We eat, we chat, it’s so nice. She’s so nice. I’m truly having a great day.
It’s early afternoon and it really is time now for her to leave as it’s an hours drive back to her house and we don’t want her driving the mountain pass on her own in the dark. We walk her to the car and she provides a box of gifts for us. I cry with happiness. It’s so thoughtful and wonderful. There’s a handwritten note and beautiful needlework as gifts. Just like her brother a few days ago she is such a special human and I couldn’t be more proud to call her family.
My cousin, father and uncle arrive looking exhausted. We don’t tell them that we’ve already eaten lunch. Instead we head back to the hotel rooms and share water and treats before leaving in a full van to head down the mountain to my aunts house. She has made delicious waffles and bought me a huge fruit salad. I hug her in gratitude, it’s so amazingly thoughtful and I truly appreciate it. I sit outside while my grandfather smokes, my uncle joins us, he’s lovely to chat to. Then my father storms out the house with enthusiastic energy after over consumption of ice cream. He tells me to come, we’re heading down the street to where Bobba’s Daughters Daughter lives. Quite literally five houses down the road. My cousin shows us the way. Cici lags behind but catches up mumbling something about coke.
We knock on the door. She opens it, alarmed to see five people. We hug her, I can’t recall meeting her but am advised that I never had the opportunity. She’s gorgeous and has a wonderful family. We chat with her for about half an hour, I want longer because she’s just so lovely. She promises to head up to my aunts house to see her Uncle, my grandfather.
I walk beside my father back to the house, chatting to him about my surprise at how close we were to family. Sure enough just a few minutes later she returns. My grandfather is so happy to see her after so long. They chat non stop, and when they do stop, I chat to her non stop.
Somehow the afternoon disappears before us and it’s time to leave before a very long journey the next day. We say goodbye to all. Tipsy after a few ciders I sit in the back of the car singing.
We arrive back to a Boer wedding at the hotel. The hotel bar is closed but there are two other bars as part of the complex. One is for women only and the other is male only. My father takes us to the male only and we see Witness. He knows our order already and looks great in his black t-shirt. I pay for the drinks and ask him for the t-shirt cost. I count out the money for the shirt off his own back. The Afrikaners at the bar stare at me in snobby disbelief. I then unfold a dollar note, a few Euro coins, pound coins and a five pound note out of my pocket for him. Doubling the cost of the garment. He kisses the notes and I tell him to times the five by eighteen. Witness undresses and I put the shirt straight on.

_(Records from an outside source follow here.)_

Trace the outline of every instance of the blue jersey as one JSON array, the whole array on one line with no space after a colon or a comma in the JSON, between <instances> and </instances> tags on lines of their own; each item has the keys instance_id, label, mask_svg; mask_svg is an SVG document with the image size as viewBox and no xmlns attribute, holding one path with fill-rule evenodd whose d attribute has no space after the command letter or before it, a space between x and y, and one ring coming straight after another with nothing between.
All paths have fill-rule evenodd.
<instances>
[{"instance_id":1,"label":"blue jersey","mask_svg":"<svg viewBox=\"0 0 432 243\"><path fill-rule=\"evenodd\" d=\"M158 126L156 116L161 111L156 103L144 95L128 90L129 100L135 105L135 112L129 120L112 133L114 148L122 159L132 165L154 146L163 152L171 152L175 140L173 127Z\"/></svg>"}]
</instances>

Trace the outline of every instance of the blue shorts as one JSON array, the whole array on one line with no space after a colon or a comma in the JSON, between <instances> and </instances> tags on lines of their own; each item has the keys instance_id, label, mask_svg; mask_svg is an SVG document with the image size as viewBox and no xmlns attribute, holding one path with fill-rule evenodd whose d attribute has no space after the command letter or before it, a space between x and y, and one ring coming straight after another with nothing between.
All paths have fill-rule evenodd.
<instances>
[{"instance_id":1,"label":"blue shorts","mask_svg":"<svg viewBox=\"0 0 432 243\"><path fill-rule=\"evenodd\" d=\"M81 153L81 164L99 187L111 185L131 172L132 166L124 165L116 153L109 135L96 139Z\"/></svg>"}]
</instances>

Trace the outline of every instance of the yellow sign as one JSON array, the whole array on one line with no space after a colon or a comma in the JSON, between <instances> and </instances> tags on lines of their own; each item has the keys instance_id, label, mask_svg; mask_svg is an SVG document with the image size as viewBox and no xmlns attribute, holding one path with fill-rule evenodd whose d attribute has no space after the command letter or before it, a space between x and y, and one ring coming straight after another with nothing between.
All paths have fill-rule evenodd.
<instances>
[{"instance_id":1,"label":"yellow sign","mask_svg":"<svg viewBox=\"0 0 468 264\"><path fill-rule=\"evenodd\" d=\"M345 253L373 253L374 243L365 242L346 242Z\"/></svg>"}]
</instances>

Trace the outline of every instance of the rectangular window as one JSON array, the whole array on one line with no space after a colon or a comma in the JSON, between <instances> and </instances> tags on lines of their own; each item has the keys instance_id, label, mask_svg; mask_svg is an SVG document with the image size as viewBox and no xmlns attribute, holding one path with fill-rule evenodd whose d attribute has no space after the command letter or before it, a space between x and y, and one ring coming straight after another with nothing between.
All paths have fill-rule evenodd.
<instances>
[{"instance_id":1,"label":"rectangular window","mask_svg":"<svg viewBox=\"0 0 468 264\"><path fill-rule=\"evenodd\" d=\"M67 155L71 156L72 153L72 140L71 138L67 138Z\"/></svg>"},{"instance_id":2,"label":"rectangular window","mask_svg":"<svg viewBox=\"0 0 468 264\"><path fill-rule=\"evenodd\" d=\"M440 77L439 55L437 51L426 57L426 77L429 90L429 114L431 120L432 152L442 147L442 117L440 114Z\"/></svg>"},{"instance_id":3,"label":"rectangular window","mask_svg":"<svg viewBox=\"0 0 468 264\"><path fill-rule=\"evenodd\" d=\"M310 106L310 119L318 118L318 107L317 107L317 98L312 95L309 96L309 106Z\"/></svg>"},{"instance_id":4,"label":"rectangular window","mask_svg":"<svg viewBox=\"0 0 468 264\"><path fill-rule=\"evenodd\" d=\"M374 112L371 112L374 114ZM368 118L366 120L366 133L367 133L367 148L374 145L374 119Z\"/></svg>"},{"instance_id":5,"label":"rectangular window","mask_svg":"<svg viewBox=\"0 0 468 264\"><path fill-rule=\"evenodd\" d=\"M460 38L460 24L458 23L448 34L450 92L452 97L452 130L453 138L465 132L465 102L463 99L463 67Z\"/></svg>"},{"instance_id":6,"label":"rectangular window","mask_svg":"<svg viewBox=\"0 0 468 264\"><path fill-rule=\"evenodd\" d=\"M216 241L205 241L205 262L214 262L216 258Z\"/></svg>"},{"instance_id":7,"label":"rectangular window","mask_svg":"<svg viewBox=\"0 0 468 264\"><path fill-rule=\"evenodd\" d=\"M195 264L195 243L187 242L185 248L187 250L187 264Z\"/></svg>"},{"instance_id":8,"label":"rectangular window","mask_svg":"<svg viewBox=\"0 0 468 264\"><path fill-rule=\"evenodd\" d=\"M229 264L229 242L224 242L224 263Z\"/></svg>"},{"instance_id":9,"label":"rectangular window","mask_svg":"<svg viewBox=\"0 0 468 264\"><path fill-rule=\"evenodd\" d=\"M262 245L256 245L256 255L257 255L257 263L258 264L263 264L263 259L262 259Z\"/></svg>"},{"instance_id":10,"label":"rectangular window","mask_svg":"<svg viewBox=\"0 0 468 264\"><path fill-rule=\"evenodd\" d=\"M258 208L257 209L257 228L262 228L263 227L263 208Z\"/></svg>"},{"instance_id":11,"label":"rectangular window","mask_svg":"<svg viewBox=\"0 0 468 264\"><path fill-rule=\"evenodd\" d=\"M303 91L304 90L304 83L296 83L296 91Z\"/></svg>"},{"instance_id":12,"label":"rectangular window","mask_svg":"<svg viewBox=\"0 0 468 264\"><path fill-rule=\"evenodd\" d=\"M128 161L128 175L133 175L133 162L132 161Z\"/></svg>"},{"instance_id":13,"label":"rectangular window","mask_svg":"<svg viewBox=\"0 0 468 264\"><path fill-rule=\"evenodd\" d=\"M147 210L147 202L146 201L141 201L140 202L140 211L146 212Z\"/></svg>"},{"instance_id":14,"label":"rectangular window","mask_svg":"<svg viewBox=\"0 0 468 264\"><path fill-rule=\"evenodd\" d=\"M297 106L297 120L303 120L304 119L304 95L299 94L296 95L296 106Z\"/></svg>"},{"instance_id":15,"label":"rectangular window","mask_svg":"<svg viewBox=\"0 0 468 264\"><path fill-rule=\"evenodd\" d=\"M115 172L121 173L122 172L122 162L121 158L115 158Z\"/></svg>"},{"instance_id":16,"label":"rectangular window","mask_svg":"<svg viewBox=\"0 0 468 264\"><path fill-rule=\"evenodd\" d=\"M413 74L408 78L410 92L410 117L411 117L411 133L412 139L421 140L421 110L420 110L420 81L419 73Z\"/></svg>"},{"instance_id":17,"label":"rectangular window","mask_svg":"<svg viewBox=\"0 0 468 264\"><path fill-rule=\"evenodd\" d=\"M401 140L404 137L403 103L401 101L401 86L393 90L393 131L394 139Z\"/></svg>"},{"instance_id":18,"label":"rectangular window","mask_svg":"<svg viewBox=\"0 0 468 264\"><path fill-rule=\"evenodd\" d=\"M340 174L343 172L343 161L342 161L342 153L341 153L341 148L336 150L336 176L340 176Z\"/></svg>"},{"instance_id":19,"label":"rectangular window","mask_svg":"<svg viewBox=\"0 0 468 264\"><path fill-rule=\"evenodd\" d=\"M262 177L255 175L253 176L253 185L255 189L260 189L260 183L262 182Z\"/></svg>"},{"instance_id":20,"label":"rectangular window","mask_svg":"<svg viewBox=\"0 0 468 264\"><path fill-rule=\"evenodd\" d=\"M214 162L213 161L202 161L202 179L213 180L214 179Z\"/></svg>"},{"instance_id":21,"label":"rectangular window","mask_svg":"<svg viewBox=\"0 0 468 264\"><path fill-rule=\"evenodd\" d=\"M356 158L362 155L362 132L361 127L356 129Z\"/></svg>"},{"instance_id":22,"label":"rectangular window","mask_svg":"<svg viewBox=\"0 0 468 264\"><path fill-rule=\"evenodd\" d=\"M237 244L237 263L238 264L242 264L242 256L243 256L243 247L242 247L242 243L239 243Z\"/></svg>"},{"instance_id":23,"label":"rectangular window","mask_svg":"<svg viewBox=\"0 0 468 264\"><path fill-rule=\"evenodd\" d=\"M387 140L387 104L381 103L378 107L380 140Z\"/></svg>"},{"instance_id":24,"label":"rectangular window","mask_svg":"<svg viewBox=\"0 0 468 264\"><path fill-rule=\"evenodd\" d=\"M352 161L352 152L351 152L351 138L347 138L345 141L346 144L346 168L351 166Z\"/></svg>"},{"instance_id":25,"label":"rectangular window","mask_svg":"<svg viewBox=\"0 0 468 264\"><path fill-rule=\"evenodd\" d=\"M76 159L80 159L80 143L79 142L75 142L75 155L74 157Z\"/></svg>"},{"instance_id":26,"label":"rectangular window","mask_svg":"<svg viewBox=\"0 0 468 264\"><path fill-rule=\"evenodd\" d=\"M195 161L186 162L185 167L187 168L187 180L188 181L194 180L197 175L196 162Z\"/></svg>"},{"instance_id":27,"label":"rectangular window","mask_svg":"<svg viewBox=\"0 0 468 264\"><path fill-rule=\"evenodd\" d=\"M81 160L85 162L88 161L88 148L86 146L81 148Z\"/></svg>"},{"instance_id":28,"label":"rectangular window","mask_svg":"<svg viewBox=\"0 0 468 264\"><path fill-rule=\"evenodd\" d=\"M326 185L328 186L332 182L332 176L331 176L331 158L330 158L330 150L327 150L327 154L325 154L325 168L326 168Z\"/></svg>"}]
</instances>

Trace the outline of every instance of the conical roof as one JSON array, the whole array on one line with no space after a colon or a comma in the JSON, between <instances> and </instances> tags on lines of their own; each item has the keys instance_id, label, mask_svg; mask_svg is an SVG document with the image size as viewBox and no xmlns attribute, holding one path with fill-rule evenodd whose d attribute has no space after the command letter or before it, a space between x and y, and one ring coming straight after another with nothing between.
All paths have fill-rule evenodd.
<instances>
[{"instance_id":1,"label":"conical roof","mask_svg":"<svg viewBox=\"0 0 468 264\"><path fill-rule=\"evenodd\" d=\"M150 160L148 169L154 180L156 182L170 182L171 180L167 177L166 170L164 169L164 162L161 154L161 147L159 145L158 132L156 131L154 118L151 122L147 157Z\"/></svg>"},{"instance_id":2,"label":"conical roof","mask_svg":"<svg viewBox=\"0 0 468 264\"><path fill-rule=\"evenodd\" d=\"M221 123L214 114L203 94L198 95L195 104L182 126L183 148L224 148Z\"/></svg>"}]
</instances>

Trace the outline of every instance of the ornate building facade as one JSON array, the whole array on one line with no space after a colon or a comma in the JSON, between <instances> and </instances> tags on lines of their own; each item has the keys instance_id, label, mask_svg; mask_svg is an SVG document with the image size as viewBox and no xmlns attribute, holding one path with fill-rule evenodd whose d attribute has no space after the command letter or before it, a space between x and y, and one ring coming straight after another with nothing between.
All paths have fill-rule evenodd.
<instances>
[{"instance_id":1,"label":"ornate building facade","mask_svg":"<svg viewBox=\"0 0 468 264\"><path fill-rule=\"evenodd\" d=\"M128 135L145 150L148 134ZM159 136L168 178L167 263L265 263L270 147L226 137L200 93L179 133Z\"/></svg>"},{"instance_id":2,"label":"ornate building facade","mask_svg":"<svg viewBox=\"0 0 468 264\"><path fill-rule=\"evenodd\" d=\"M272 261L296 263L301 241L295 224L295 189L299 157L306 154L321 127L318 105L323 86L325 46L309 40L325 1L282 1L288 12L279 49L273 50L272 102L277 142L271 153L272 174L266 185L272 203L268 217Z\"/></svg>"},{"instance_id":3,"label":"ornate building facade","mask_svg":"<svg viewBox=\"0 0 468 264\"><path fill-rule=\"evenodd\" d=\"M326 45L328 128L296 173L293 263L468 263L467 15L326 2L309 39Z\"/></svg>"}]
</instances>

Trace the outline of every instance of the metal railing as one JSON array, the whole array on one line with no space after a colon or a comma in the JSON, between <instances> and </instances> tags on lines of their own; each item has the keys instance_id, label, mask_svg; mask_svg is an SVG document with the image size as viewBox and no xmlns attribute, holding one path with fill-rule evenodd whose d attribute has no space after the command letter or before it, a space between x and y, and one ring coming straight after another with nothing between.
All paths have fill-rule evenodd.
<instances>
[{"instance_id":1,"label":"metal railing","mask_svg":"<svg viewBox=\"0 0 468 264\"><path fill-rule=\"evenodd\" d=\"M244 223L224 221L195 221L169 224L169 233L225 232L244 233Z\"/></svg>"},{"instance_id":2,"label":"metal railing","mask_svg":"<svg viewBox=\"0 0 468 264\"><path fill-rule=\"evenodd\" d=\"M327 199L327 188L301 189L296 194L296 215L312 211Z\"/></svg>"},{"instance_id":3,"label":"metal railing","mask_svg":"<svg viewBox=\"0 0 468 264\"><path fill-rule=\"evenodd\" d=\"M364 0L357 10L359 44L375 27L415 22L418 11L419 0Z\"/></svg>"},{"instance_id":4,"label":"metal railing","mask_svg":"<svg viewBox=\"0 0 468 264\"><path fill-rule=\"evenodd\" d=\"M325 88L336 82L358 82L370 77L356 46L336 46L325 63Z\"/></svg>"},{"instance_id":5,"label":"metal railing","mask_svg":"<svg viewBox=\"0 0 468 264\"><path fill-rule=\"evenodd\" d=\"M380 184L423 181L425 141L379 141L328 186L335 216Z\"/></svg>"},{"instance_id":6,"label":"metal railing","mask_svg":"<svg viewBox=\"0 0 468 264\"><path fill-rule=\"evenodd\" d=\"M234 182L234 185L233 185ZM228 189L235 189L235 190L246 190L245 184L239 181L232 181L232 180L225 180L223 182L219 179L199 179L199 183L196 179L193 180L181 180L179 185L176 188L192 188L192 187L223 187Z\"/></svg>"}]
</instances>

A man at the other end of the bar, who turns out to be father of the bride, shouts “oh don’t rub it in” about the exchange rate. The three pub going Snooks approach him to talk to him, he’s lathered and red in the face with wine and beer and whatever anyone is buying. We congratulate him and he is merry with love. He calls over his nephew, a game ranger from Botswana wearing khaki shorts, desert boots and a safari top. He’s perfect Boer breeding stock.
We quickly excuse ourselves around the corner and decompress about the day.
Wedding guests stagger past us. One has a mullet. Then the father of the bride approaches my sister and invites to her “sakkie sakkie Boer dance” with his family. I stand ready to start a bar fight. Completely unaware of this wholly inappropriate invite. He asks me if I’d like to long arm with him. That’s it. I’m ready to start. My father advises him “you best check with your wife first” realisation passes over the father of the brides face and he agrees and hurries off. Apparently it’s a Boer style of dancing. Almost cultural. I quickly instigate a bail and we leave for our rooms.
We bid goodnight and lock ourselves from the Boers. I use the bathroom and smell someone smoking in the dark bushes behind our room. I lock the door to the bathroom when I’m done and we place a chair infant of the main door. It’s only late the next day after arriving in our new destination that we find out that the police who visited that morning were there because of an inside burglary which had occurred in one of the family cottages during the night. The hotel guests lay sleeping while the room was cleared of passports, money and electronics. Had the family woken, chances are they would have been killed. It’s reported on the news and I’m infuriated with the dumb receptionist who chose not to inform us. I also wonder about the smoker outside the bathroom window.
The Sakkie Sakkie dancing continues until an immediate midnight curfew. It’s not until the next morning that we realise very few guests stayed the night at the hotel because the car park is near empty.